5.4. Cantilever experiment

Additionally, the rich nonlinear behaviours described in Figure 4 may be reproduced with only one active structure: at low pressure, and hence low transverse curvature, the ribbon smoothly deflects as an end force is increased in a cantilever experiment (Figure 5(d), blue curve).

The ribbon was clamped at one edge using the curved 3D-printed clamps described above with an initial angle of 23 $^\circ $ above horizontal.
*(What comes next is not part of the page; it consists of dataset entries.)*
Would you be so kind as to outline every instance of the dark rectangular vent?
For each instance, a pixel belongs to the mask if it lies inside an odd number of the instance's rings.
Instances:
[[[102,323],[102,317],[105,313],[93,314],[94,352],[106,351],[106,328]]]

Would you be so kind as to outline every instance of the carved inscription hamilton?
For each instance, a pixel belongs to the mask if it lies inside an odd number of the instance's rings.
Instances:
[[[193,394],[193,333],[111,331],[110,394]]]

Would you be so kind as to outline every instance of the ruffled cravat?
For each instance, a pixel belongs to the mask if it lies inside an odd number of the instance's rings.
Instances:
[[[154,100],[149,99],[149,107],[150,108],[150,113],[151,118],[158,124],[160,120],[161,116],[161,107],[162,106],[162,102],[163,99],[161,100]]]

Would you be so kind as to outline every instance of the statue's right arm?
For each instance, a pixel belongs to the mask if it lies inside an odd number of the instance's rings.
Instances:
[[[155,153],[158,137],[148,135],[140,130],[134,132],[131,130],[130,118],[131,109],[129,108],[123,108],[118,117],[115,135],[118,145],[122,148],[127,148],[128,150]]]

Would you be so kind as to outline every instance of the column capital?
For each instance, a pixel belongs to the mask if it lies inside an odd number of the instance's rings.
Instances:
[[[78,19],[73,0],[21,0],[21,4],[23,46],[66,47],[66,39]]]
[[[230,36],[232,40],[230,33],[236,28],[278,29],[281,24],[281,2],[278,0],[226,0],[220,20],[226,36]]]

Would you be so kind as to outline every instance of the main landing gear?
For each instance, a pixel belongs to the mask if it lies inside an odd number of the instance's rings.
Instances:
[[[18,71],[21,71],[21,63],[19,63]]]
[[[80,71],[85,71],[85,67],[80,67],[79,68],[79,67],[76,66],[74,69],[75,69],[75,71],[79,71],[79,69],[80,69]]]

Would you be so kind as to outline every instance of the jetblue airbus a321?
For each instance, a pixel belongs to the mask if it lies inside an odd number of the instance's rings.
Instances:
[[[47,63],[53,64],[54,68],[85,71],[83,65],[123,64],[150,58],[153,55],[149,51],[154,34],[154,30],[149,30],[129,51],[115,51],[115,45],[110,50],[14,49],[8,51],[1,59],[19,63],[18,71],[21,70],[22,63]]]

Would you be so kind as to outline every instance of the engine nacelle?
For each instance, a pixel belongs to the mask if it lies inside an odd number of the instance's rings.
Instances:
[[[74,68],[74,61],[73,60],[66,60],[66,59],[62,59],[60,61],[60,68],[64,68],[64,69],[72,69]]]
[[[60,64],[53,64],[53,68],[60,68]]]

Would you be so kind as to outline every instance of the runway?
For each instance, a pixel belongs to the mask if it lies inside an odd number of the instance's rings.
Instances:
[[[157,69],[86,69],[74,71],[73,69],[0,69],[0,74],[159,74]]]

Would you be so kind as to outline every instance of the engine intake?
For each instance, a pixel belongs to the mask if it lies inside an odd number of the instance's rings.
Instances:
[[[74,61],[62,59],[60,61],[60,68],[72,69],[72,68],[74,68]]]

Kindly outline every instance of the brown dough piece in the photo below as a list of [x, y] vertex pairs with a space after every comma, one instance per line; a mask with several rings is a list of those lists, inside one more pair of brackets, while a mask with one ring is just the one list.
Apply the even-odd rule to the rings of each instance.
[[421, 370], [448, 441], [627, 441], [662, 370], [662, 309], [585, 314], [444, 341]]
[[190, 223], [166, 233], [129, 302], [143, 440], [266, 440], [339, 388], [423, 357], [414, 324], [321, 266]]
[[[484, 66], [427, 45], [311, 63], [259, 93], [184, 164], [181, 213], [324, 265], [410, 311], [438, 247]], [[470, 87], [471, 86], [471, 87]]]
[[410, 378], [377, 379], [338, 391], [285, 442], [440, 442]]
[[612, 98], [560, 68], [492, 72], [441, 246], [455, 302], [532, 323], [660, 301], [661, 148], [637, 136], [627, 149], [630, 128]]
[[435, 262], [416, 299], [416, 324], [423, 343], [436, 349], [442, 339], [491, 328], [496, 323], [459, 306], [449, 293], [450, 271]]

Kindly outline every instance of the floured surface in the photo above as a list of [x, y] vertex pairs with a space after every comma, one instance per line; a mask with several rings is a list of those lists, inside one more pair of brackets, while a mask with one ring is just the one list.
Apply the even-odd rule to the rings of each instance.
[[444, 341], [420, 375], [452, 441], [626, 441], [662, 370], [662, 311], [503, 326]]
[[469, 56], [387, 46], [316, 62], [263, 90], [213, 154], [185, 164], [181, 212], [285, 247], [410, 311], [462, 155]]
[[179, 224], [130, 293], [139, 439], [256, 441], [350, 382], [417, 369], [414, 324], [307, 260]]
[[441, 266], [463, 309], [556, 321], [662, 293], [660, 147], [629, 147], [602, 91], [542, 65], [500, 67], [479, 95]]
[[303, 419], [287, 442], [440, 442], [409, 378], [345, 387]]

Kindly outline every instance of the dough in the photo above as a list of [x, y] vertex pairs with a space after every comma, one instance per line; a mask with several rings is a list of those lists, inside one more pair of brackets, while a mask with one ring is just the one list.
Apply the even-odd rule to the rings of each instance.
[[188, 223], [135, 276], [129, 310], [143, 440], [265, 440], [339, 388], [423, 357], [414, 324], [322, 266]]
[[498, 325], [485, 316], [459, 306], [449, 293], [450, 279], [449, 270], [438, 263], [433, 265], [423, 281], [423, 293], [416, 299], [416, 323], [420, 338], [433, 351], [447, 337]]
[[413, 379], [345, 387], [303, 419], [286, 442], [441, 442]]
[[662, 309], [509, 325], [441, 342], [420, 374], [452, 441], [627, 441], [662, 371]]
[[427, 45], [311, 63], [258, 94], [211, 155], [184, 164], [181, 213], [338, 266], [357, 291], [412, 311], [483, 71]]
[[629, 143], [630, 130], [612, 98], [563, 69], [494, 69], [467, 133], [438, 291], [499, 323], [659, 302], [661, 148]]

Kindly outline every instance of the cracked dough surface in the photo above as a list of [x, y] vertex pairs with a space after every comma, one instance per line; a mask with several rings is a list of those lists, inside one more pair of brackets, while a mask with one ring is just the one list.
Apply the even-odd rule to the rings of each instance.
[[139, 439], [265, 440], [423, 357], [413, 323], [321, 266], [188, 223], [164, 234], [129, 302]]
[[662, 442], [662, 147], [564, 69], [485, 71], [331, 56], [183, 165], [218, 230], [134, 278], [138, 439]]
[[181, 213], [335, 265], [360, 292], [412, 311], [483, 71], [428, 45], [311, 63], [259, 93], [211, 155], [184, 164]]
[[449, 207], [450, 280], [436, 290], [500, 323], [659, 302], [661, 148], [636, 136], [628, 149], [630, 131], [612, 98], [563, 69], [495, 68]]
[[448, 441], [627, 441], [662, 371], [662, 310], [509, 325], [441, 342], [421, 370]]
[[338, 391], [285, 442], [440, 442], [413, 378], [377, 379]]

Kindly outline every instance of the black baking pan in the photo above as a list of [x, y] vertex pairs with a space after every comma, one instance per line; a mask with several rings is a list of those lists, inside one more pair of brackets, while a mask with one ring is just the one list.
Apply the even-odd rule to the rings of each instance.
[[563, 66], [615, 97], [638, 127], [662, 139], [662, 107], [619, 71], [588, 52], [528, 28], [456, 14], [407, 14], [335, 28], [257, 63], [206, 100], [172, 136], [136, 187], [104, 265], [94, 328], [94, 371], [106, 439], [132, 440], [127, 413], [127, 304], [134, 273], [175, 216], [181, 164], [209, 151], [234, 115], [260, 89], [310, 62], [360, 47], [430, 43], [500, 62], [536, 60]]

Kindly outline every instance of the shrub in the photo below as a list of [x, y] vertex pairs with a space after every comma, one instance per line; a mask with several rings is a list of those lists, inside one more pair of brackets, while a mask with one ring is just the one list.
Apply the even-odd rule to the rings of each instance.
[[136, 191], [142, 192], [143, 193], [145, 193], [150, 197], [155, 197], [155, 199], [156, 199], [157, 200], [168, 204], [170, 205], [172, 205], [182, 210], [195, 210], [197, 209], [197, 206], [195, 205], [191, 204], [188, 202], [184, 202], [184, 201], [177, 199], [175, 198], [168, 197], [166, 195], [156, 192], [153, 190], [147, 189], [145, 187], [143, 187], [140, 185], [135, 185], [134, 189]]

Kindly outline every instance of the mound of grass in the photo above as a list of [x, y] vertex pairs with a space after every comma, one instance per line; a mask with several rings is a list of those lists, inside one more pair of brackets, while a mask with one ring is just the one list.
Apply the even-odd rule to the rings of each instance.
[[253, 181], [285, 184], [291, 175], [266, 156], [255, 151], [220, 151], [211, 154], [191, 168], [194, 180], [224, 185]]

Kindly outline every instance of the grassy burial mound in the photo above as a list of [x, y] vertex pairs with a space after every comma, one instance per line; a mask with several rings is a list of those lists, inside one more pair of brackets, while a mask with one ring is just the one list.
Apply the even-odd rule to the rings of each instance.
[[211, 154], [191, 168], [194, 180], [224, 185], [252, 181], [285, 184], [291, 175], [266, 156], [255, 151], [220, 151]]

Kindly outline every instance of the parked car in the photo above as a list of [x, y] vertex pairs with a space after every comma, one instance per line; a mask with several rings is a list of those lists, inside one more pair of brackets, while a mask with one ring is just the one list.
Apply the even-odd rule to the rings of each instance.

Paper clips of 0.67 g were then sequentially fixed on a small thread glued at the free end of the ribbon to increase the end force and a picture was taken from the side to measure the end orientation $\alpha $ of the ribbon. The clips were then removed in the unloading phase. The length of the cantilever was adjusted such that it barely sags under its own weight, when no additional end force was added. As the bending stiffness was highly dependent on the transverse curvature, the length was different in each experiment: $L=105$ mm for $p=0.56$ bar; $L=80$ mm for $p=0.49$ bar and $L=60$ mm for $p=0.36$ bar.

However, above a critical pressure, the deflection of the beam is discontinuous and a ‘snap’ occurs at a critical load. When unloading, another jump appears, but for a different load, revealing an hysteretic loop in the loading/unloading process. Both the critical snapping force and the size of the hysteretic loop may be tuned by adjusting the inner pressure in the structure (Figure 5(d), green and yellow curves). This bioinspired nonlinear hinge could be a useful building block for the design of tunable hysterons in computing mechanical metamaterials (Bense & van Hecke, Reference Bense and van Hecke2021; Chen et al., Reference Chen, Pauly and Reis2021; Mei et al., Reference Mei, Meng, Zhao and Chen2021).